Cognitive distortions

Many of our thoughts throughout the day pop up randomly usually distorted in some way. Maybe they are unrealistically negative or leave out some vital information. The result is usually a negative shift in mood. Can you think of a recent thought that just popped up like (“I’m a failure”, “I’m so dumb”)?

It is possible that we have these thoughts so frequently that they are easily not even noticeable. We usually do notice these thoughts when we feel angry, sad or even anxious. The purpose for this post is to challenge  you to learn how to identify with some of the common cognitive distortions and replace these thoughts more based on reality.

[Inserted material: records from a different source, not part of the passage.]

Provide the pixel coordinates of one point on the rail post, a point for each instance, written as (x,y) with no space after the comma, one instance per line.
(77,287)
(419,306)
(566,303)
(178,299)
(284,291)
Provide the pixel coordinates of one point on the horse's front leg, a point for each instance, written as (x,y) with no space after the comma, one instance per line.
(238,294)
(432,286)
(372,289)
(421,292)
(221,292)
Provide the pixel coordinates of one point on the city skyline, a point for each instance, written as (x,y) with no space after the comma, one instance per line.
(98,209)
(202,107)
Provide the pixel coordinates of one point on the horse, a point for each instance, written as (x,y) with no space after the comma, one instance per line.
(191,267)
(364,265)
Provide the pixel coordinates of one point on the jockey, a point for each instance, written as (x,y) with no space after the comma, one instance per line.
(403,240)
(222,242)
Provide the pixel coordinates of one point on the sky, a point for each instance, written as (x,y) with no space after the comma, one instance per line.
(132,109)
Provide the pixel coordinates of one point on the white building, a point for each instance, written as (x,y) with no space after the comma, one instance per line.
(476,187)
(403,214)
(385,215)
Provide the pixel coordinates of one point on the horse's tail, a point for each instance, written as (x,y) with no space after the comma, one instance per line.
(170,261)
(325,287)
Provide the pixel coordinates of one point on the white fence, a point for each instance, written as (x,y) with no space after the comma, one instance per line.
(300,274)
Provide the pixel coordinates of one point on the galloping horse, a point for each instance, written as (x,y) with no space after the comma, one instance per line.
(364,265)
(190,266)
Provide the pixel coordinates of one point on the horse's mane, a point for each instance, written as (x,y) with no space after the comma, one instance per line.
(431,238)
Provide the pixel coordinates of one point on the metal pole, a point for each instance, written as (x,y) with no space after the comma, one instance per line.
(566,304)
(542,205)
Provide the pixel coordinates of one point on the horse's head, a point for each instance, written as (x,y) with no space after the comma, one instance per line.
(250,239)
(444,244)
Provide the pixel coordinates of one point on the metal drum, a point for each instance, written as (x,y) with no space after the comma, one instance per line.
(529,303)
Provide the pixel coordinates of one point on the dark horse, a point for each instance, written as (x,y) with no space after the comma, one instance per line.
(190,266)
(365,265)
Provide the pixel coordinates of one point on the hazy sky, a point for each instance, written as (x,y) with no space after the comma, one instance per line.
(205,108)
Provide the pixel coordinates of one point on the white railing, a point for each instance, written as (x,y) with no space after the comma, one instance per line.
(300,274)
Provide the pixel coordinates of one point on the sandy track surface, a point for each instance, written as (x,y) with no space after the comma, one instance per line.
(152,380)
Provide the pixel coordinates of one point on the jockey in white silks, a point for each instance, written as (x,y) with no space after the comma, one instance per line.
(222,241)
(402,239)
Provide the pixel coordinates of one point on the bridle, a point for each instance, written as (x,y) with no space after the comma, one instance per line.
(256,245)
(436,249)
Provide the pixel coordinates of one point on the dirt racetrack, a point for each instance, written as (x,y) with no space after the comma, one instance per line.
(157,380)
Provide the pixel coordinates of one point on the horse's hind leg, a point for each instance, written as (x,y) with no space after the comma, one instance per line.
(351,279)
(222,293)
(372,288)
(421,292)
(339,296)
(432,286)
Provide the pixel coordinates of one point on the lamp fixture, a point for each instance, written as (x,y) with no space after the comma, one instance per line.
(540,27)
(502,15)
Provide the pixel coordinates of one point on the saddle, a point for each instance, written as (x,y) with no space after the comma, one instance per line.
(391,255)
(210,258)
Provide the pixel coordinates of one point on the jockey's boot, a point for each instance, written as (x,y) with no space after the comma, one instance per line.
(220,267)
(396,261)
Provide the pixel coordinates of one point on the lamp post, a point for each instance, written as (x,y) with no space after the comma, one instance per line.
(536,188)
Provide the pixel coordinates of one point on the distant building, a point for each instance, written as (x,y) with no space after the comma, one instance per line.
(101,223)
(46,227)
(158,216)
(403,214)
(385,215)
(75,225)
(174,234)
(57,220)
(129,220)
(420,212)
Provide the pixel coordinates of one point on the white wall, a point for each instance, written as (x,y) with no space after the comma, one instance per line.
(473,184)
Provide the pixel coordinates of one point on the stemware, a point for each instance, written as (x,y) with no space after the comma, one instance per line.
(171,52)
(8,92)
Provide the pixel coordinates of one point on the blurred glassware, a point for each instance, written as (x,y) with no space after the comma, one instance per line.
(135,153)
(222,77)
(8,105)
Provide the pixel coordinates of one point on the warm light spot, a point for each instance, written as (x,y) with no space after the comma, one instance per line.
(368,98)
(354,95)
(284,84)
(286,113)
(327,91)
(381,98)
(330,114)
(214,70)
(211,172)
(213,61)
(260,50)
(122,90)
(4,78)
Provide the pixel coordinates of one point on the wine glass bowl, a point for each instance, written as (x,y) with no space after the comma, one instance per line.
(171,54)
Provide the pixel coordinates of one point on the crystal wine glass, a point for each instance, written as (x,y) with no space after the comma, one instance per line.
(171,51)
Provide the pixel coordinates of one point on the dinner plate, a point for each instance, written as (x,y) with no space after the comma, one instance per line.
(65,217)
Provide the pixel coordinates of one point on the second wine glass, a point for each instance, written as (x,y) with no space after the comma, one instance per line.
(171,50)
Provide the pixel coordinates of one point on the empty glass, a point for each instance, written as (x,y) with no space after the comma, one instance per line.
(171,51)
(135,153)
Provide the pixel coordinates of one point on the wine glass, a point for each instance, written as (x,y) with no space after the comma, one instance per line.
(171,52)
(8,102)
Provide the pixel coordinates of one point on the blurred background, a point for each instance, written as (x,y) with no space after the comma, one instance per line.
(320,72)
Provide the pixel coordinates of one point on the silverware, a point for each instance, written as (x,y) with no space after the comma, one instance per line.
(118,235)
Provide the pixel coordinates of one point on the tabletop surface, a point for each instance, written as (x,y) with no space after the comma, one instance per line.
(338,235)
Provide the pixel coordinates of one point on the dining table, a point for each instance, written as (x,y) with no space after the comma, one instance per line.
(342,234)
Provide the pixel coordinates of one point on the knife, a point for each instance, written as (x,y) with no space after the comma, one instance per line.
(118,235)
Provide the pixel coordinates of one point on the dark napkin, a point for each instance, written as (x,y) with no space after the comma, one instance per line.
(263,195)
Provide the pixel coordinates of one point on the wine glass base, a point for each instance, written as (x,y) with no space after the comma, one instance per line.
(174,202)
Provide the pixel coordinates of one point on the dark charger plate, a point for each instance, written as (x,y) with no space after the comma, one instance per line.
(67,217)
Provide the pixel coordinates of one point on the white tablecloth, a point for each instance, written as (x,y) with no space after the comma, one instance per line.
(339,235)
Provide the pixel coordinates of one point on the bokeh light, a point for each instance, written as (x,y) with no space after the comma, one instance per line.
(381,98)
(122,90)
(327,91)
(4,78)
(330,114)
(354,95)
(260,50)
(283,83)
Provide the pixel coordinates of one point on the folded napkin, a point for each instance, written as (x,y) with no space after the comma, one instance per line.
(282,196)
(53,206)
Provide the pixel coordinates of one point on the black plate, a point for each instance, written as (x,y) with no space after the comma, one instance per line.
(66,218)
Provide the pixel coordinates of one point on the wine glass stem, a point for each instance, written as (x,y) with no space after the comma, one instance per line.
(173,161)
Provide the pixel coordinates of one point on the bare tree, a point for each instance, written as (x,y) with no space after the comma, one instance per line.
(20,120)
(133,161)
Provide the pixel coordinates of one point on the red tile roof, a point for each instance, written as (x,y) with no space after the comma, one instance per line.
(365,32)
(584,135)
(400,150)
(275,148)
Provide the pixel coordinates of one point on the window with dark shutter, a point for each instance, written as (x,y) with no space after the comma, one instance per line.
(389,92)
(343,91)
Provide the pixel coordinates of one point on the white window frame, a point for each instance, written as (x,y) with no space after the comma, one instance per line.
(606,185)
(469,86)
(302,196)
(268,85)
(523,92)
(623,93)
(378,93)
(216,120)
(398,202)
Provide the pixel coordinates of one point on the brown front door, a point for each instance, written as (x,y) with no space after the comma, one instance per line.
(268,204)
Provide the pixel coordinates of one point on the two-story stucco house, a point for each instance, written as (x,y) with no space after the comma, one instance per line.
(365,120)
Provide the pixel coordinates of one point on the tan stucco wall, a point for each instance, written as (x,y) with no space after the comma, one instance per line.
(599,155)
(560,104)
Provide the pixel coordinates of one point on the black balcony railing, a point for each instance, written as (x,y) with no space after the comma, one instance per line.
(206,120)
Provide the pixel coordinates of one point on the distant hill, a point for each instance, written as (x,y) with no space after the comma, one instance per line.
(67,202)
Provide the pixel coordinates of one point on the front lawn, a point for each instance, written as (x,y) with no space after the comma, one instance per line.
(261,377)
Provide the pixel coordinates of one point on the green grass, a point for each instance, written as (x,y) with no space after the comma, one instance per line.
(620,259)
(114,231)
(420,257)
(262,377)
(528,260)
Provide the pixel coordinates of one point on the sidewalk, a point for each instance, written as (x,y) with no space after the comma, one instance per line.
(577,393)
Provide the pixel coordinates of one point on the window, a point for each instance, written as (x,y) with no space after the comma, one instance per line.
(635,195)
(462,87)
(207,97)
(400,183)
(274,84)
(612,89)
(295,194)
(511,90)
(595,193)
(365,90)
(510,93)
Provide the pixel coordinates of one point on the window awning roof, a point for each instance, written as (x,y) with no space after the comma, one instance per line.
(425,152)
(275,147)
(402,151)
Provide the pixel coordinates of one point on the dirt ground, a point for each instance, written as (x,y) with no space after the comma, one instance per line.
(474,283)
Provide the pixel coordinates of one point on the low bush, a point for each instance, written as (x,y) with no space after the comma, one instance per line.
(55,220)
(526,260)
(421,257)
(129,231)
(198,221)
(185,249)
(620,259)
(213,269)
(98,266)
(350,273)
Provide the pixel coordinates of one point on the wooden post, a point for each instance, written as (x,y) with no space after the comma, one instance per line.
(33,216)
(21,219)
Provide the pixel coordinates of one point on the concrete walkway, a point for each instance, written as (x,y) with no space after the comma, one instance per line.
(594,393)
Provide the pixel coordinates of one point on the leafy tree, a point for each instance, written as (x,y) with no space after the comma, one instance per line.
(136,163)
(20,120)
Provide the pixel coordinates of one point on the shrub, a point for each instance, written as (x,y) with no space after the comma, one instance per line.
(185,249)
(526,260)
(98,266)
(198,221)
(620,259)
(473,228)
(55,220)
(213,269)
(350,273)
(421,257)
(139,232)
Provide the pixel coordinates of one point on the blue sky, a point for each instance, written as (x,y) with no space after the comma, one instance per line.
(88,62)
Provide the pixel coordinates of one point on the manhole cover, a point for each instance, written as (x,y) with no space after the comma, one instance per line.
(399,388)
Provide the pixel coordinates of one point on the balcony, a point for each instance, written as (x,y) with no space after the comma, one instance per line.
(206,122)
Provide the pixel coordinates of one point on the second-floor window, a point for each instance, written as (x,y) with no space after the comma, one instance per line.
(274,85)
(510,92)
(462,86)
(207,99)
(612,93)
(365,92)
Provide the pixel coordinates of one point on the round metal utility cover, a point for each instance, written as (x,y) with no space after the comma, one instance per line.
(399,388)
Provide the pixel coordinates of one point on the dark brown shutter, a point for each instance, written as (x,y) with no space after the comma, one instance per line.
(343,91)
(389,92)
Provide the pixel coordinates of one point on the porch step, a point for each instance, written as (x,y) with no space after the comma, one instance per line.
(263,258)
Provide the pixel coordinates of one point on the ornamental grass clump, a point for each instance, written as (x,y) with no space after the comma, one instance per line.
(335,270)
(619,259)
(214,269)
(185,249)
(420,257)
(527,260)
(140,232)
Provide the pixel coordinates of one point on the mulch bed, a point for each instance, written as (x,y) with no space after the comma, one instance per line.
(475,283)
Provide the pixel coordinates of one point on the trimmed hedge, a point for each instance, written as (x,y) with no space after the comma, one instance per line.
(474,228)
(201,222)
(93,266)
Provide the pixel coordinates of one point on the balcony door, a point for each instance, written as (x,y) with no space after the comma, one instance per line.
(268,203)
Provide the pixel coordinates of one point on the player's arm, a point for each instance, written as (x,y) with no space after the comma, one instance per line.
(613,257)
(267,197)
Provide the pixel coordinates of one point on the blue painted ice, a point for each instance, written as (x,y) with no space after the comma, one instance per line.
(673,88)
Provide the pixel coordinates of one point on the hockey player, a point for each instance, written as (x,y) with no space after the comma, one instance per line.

Catastrophes– This is the thought that we can predict the final outcome of a situation or event. this thought is usually the worst case scenario without thinking of other probable outcomes.

Discounting positives– This is when we tell ourselves the positive things events or attributes don’t count.  Example: “I may have did it well, but that doen’t mean I’m good at it. I just got lucky”

All or nothing– So I’m sure we know this one. The looking at everything as Black or White with no gray area or in between. How does everything only fit in two categories. “I’m either a success or a total faiure.” 

Labeling– This is the generalized label on ourselves or others without considering there may be some other information that could lead to a less disastrous conclusion. (“She is a bad person”, “I’m such a loner”)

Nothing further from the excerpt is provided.